Madam Speaker, an allegation of plagiarism is a fairly serious one to level at anybody, and I want to respond to that allegation. The comments arise out of a meeting Mr Connolly had with me and Ms Szuty in his office on 27 November. Mr Connolly indicated at that meeting that he would be pursuing urgent amendments to the Bail Act to remove breaches of domestic violence protection orders from the operation of section 7 of the Bail Act. Apparently, the comments that are quoted in the Canberra Times are an indication that he believes, or believed, that on hearing his comments I ran off and had my own amendments drafted along the same lines.
I want to table some letters which indicate that that clearly was not the case.

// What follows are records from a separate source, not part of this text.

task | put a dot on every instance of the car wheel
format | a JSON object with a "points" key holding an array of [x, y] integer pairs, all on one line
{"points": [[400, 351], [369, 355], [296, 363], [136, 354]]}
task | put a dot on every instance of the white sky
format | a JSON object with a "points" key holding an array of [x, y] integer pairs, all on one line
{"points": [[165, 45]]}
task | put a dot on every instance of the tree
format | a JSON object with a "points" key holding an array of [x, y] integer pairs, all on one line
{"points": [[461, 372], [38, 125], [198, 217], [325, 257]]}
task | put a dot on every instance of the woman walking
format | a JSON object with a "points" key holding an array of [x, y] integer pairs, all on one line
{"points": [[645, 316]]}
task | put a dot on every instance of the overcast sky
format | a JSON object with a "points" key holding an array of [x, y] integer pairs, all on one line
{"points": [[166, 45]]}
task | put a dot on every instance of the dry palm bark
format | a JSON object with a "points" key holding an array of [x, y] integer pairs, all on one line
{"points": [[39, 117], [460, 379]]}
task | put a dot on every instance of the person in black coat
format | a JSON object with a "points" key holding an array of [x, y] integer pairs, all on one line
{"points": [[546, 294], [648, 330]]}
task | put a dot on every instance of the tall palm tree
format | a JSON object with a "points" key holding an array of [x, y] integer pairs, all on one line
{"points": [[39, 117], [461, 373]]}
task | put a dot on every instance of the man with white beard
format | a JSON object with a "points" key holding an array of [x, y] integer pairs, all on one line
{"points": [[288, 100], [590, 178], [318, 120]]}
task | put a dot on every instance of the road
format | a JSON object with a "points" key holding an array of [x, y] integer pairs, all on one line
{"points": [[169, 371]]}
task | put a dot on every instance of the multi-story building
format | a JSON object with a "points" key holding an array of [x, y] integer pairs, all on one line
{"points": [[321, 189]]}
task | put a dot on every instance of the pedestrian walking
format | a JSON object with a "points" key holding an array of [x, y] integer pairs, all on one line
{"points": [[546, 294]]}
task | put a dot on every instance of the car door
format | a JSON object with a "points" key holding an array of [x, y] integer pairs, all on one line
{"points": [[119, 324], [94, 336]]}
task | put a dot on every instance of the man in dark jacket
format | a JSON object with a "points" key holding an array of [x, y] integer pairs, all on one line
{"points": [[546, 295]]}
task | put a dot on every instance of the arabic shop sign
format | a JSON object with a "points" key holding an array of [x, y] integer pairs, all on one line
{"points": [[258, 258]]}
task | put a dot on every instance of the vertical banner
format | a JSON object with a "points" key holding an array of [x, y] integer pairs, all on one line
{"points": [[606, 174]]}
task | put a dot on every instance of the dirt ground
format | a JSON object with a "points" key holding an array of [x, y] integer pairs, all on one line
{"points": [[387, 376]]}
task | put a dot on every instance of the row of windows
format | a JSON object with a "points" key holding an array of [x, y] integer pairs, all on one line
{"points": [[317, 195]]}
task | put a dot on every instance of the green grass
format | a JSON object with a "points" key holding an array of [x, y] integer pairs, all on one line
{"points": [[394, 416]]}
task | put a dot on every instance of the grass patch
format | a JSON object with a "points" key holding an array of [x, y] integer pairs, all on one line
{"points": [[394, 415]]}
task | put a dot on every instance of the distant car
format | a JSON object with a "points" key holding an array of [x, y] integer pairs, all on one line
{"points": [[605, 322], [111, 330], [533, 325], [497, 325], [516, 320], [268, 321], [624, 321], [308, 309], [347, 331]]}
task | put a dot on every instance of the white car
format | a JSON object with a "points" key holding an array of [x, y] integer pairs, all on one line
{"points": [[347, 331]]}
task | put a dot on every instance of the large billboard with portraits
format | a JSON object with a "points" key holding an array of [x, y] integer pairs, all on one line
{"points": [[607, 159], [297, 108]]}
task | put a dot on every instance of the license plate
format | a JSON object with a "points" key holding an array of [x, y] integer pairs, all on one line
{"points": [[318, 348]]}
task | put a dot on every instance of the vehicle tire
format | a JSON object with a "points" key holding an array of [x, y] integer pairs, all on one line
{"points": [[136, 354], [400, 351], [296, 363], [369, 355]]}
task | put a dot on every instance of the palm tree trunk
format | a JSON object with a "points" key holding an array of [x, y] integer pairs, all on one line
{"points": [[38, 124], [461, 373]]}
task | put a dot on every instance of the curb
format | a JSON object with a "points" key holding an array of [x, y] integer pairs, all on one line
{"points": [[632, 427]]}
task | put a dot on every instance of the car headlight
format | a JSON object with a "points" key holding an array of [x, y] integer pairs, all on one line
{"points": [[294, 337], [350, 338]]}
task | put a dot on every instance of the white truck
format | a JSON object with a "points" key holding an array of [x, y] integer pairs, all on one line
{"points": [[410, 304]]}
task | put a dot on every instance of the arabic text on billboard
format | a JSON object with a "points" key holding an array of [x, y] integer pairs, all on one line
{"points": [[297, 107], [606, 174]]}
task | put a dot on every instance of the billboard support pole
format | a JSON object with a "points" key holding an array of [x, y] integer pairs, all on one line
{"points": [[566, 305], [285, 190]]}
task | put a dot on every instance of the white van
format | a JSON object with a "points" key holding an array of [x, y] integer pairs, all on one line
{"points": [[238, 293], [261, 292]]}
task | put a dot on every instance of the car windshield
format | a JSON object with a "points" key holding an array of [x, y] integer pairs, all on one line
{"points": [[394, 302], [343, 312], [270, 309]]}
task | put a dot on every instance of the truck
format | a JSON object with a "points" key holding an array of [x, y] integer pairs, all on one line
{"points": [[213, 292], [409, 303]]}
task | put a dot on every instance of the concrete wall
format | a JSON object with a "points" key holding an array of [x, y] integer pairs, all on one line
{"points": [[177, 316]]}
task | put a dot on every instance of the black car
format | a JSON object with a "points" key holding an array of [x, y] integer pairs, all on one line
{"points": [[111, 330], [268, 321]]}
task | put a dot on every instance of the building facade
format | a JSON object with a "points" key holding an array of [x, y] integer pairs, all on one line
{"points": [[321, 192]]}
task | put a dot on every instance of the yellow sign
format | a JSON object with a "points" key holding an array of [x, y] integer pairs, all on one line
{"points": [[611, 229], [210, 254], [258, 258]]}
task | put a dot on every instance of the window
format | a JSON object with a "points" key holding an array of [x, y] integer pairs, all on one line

I seek leave to table a letter to the Clerk of the Assembly, dated 14 August 1992, in which I commissioned amendments to the Domestic Violence Act; a letter to Mr Richard Sergi, of Parliamentary Counsel, on 6 November 1992, in which I agreed that the amendments should be made to the Bail Act rather than to the Domestic Violence Act; and a further letter from Parliamentary Counsel dated 27 November - the Friday in question - enclosing a copy of those amendments.
Leave granted.
MR HUMPHRIES: Thank you, members. Madam Speaker, this correspondence makes it quite clear that the amendments to which Mr Connolly referred in his remarks in the newspaper on 2 December were commissioned by me more than three months before the Attorney-General advised me in his office of his intention to similarly amend the Bill. It is coincidental that both Bills have the effect of correcting deficiencies in the Bail Act which we passed earlier this year. I think Mr Connolly's amendment is intentional, whereas mine was unintentional. I might say, Madam Speaker, that, if I did plagiarise Mr Connolly's idea, then Mr Connolly's Bill will be substantially the same as mine when he presents it in the Assembly later today. I suspect that that will not be the case. If it is not, I suggest that it would be in order for the Minister to withdraw the statement that I somehow cribbed my Bill from his.
MR CONNOLLY (Attorney-General, Minister for Housing and Community Services and Minister for Urban Services): I seek leave to make a statement under standing order 46.
Leave granted.
MR CONNOLLY: Madam Speaker, I listened very carefully to what Mr Humphries had to say. Given his explanation of the work he has had done by Parliamentary Counsel, members will understand that there is a very strict wall between my role as Attorney-General responsible for Parliamentary Counsel and what Parliamentary Counsel do for private members. I was advised by the journalist that there was some public concern about this unintended oversight in relation to the Bail Act. I was also informed by the journalist from the Canberra Times that Mr Humphries had issued a statement to say that he was going to fix the problem, which resulted in the words he has just quoted.